Сережа был самый младший на курсе: по возвращении из эвакуации он, самостоятельно подготовившись, перескочил сразу через два класса. И вид у него, несмотря на очки (а, может быть, как раз из-за этих оседлавших острый носик больших очков, делавших его похожим на Всезнайку из детской книжки), был совсем мальчишеский: нежная кожа, еще не знавшая бритвы, чуть приоткрытый рот, своевольный хохолок на затылке — казалось, он постоянно с какой-то особенной заинтересованностью всматривается во всё, что делается вокруг.

«Вы бы, Жанночка, обратили внимание на Сережу Соболева: он просто сохнет по вас», — сказала как-то Наталья Львовна.

Румяные щеки Жанны вспыхнули еще ярче.

«Ну, что вы, Наталья Львовна! Он же совсем мальчик!..»

«Он не просто мальчик. Он — перспективный мальчик, — сказала Наталья Львовна. И повторила со значением: — Очень перспективный мальчик».

«Он у нас гений, ему со мной и говорить не о чем», — сопротивлялась Жанна.

«Ах, Жанночка, назовите мне хоть одного гения, у которого была гениальная жена. Между тем говорили же они о чем-то, гении, со своими женами».

Когда кто-то однажды сказал при Холодковском, что Сережа Соболев — лучший наш студент, тот возразил: «Лучшим среди нас немудрено стать. Сережка не лучший. Он — единственный».

Еще на первом курсе его доклад по древнерусской литературе профессор К. опубликовала в каком-то научном сборнике. На экзаменах преподаватели ждали от него не ответа на вопрос: они с интересом слушали его суждения. Даже профессор Д., сменявший во время экзаменов свою ковровую тюбетейку на черную академическую ермолку, жестом остановил Сережу, когда тот протянул руку взять билет, и сморщил свое маленькое лицо в улыбке: «О чем бы вы хотели поведать нам сегодня?..»

Однажды я оказался с ним за одним столом в публичной библиотеке и поразился количеству книг, окружавших его, многие из которых, как мне показалось, не были связаны с темами наших занятий. «Короля делает окружение, — улыбнулся Сережа на выказанное мной недоумение. — Когда заинтересуешься чем-нибудь, многое, на первый взгляд, самое неожиданное, вдруг идет в дело, открывает что-то, придает цвет, как камешек в мозаике. Помнишь: сопряжение далековатых понятий?» — снова процитировал он что-то знакомое, но я не помнил, откуда и постеснялся спросить.
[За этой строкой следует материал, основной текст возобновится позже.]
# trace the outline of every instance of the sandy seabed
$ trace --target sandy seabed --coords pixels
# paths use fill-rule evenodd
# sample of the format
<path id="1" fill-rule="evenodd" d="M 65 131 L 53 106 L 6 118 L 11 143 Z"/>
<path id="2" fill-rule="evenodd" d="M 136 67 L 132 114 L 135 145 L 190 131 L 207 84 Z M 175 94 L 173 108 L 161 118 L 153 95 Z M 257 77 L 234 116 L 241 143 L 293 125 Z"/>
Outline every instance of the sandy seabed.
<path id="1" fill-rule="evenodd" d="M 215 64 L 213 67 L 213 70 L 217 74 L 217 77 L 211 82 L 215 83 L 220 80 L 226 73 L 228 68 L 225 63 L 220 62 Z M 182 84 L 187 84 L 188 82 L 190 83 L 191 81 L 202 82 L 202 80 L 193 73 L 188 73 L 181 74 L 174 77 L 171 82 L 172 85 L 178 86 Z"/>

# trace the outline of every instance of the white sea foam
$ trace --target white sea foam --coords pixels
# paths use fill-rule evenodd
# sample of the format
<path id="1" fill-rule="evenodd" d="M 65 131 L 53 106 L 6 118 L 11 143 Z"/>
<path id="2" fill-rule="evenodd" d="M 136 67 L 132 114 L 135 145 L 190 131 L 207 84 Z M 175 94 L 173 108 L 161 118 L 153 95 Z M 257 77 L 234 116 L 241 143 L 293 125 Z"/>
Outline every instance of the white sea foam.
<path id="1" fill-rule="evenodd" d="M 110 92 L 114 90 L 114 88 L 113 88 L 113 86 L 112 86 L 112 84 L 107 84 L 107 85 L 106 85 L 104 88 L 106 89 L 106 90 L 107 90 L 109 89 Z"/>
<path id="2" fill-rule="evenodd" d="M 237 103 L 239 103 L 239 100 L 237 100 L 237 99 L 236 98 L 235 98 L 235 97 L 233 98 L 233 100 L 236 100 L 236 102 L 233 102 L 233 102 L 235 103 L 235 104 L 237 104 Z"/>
На столе я заметил между прочим учебник испанского языка и толстый испано-русский словарь. Я знал, что Сережа самостоятельно учит французский («Не говоря уже о французских авторах, что же, и письма Пушкина в переводах читать?» — удивлялся он), но вот, оказывается, еще и испанский.

Большинство из нас (не вина — беда нашего поколения) относилось к изучению иностранных языков без должного старания. Немногие надеялись, что когда-нибудь выберутся за пределы отечества, и, пожалуй, еще меньшее число предполагало вести беседы с нечастыми тогда зарубежными гостями на отечественной территории. Как раз в эту пору появился указ, запрещавший браки советских граждан с иностранцами. Женщин, неосторожно вышедших замуж за британских и американских офицеров, вчерашних союзников, не выпускали из страны, заставляли подписывать публичные покаяния, сознаваться, что заграничные муженьки, взамен ожидаемого благополучия, наградили их сифилисом. Одна наша студентка с выпускного курса тоже нашла мужа из какого-то дальнего зарубежья, ее исключили из комсомола и из института, в многотиражке появился хлесткий фельетон под названием «Лайковые перчатки и духовное убожество» (лайковые перчатки подарил студентке ее суженый, а духовным убожеством оказалась сама студентка, не разглядевшая классового врага и предавшая родину).

«Ты что, и за испанский взялся?» — спросил я Сережу.

«Да как же не взяться? Посмотри на карту: сколько народу на планете говорит по-испански. Одна Южная Америка чего стоит. А литература! История, искусство... Без испанского пропадешь. Надо бы еще и португальский захватить. Чтобы не повторить ошибку Паганеля».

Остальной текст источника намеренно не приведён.